The Mackersy Property portfolio comprises a number of these, including Bunnings and Mitre 10 stores, a number of supermarkets and suppliers to the construction and transport industries. The Tauranga portfolio in particular is focused on these property types and lately this trend has spread to Hawke’s Bay, Palmerston North and Christchurch (particularly in the Halswell and Izone areas).
In addition to the changes that are happening in commercial property, there are a number of wider factors that are playing on our minds: interest rates, inflation and supply chain issues. While these factors should be given consideration, they need to be kept in context and investors who are seeking strong, long term strategic investments need to look past the noise and focus on the bigger picture, asking themselves questions like:
What is my risk in the short term?
Do my investments need to keep up with inflation in the short term when history shows us that they will balance out in the longer term?
What is the context around rising interest rates and how realistic is it that they will keep rising with the amount of debt in the market?
This brings me to Mackersy Property’s latest offering, a distribution centre for Progressive Enterprises in Christchurch. This $75 million facility is designed to supplement the supply of product to the Progressive chain of Supervalue, FreshChoice and Countdown in the South Island.
The property has a build period of 18 months to two years, followed by a 15-year initial term lease. During the build period, a guaranteed 5.50% gross return is paid on equity until the rent starts after completion. Mackersy Property guarantees any interest rate increase during construction, so there is no risk to investors during this period. The 15-year lease commences with 2.00% fixed annual rent increases, commencing in Year four following completion. The build price and land has a maximum price of $75 million with Progressive’s agreeing to either top up any overrun in costs or increase rent.
With uncertainty in today’s environment the proposed purchase yield may appear too low, particularly with interest rates on the move. Of course, a better yield would be desirable but that is not something that is available in the short term. In the current market, supermarket-type leases now have an initial 10-year term with many 5-year rights of renewal and in most cases have no rental growth apart from increases related to turnover.
Mackersy Property’s experience of this formula is that turnover rent increases take between 10 to 15 years to achieve.
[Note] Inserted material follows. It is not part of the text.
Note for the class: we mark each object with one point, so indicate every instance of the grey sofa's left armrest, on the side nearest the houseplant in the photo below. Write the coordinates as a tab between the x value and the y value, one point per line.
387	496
Also, in most cases, any ‘online’ sales are not counted towards the formula, so in my view, supermarkets provide a lower return – safe but without much ability to see rental growth. In New Zealand, the Foodstuffs brands, particularly the New World and Pak’n’Save facilities, are predominantly owned by Foodstuffs themselves which leaves only the Progressive brands available to commercial investors. This makes a facility like a South Island distribution centre for the Progressive group a particularly favourable investment with long term rental growth built into the lease. Consequently, in the short term, it may not appear particularly attractive due to the current inflationary pressures, but over time the rental growth should make this a strong long term strategic investment.
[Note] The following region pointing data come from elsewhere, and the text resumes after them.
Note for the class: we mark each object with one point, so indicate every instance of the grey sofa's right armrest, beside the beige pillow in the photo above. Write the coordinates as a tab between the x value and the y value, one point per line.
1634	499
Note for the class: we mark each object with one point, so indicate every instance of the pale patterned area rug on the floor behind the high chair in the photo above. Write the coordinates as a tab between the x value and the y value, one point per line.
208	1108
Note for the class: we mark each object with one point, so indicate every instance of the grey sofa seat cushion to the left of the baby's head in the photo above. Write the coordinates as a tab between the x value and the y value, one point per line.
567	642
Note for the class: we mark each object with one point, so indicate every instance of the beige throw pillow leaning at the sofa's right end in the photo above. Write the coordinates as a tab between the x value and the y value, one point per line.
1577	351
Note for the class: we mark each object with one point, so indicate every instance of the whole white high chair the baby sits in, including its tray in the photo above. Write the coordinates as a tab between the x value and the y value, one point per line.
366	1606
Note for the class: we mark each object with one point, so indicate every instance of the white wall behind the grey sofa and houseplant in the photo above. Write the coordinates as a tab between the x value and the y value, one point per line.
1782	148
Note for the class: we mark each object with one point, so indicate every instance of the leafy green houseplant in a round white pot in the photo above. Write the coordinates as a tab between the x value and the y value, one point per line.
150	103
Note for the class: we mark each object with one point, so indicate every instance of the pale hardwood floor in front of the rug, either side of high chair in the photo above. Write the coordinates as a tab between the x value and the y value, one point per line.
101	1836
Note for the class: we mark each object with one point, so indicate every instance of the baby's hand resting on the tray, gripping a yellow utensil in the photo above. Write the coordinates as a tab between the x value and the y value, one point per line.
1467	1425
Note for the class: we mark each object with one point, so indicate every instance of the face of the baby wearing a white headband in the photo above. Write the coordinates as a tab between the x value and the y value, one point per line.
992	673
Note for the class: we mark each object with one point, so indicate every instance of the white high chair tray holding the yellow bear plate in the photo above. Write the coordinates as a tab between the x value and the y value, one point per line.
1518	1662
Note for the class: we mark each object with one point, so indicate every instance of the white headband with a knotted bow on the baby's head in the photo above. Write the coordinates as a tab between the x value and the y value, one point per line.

Naturally, as the population increases there will be more supermarkets. We are already seeing new players such as Costco and Aldi moving to enter the New Zealand market. As such we may see more supermarkets, and more players, but not so many distribution centres available to investors.
Good long-term investments with solid tenant covenants and built-in growth are hard to find. These investments, which in our view are at the quality end of the market, will always be a solid rather than spectacular return. Furthermore, food supply and sales are at a pretty secure point in the investment market.
My final comment is based on observation of what is happening in our nearest market – Australia. Interest rates have not moved there as much as in New Zealand and yields are still low with good investment interest both from Australian and overseas buyers.